Вы здесь

“Кратчайший путь лежал через Дворцовую площадь”

пт, 01/02/2002 - 00:00
Михаил Масленников

Рукопись Михаила Масленникова - несколько машинописных листков на английском языке - сохранила его дочь Татьяна Михайловна Масленникова, которая в своё время открыла в Мадриде русский ресторан "Козак" (он существует и сегодня).

Михаил Александрович Масленников (1893, Саратов - 1991, Мадрид) учился на юридическом факультете Санкт-Петербургского университета и в Николаевском кавалерийском училище. Во время Первой мировой войны служил в команде конных разведчиков и в Кабардинском и Черкесском конных полках, в гражданскую войну состоял при английской военной миссии. Уехал из России в 1919 г. Жил во Франции, в Монте-Карло, Алжире, Марокко, Испании.

В начале рукописи сказано: осенью 1917-го года Михаил Масленников собирается ехать во Владикавказ, где его начальник, генерал Половцев, назначен командующим войсками Северного Кавказа. Михаил только что вернулся в Петроград из отпуска и готовится вот-вот отправиться на Кавказ. Жизнь в столице, как ему кажется, идет своим чередом, не предвещая катаклизмов. Шестого ноября он идет домой к Александру Половцеву, который недавно был назначен послом в Мадриде и который должен передать Михаилу письмо для своего брата – генерала Половцева...
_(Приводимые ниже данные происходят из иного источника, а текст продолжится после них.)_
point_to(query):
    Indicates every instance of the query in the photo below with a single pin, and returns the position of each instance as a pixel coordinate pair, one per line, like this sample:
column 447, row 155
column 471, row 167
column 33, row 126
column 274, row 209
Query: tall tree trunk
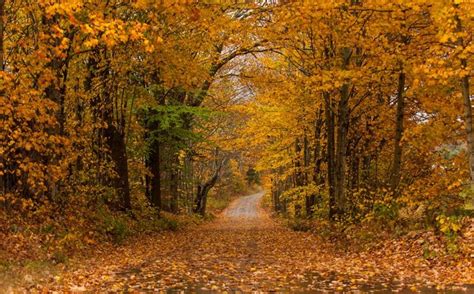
column 330, row 126
column 397, row 152
column 467, row 109
column 174, row 182
column 153, row 164
column 115, row 142
column 2, row 30
column 469, row 127
column 341, row 143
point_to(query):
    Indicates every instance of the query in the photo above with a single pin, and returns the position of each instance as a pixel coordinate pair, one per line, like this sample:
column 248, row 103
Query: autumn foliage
column 122, row 117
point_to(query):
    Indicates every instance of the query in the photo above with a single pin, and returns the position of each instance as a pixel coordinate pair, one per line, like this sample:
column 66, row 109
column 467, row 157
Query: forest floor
column 244, row 249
...Кратчайший путь лежал через Дворцовую площадь, на которую я в любом случае должен был зайти, чтоб забрать в Генеральном штабе мой билет на поезд.

На площади было непривычно много для того часа солдат, прохаживавшихся без всякой организации. У меня возникло ощущение, что происходит что-то странное и что присутствие стольких вооруженных солдат не случайно.
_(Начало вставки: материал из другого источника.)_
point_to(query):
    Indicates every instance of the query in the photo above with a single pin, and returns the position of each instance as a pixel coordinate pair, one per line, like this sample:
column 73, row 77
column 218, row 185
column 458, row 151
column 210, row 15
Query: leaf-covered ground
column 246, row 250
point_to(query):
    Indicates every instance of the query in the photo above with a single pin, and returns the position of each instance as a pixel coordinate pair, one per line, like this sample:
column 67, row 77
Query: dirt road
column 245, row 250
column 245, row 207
Дворец был окружен чем-то вроде стены, сооруженной из мешков с песком, высотой около 2-х метров. Но она не охватывала всего здания. Обычные охранники – на этот раз кадеты одной из военных школ – стояли по своим местам. Я зашел в мой бывший кабинет в Генеральном штабе и взял свои документы, не заметив ничего особенного. Все офицеры были новые, мне незнакомые, и я посчитал разумным не задавать лишних вопросов и не пытаться ничего выяснять. В мыслях моих я уже ехал в кавказском поезде. Я думал о том, что это моя последняя ночь в Петрограде, так что я сходил за письмом и в полседьмого был на обратном пути. Дойдя до дворца, я увидел порядочное количество фургонеток и около четырех-пяти рот, точнее говоря, соответствующее им количество вооруженных людей, явно ожидающих чьих-то приказаний. Они скорее походили на разрозненную массу отпускных солдат. Все кричали: «Долой правительство! Вся власть Советам!» Они все больше приближались к стене из мешков, никем не защищаемой. Охранники не реагировали.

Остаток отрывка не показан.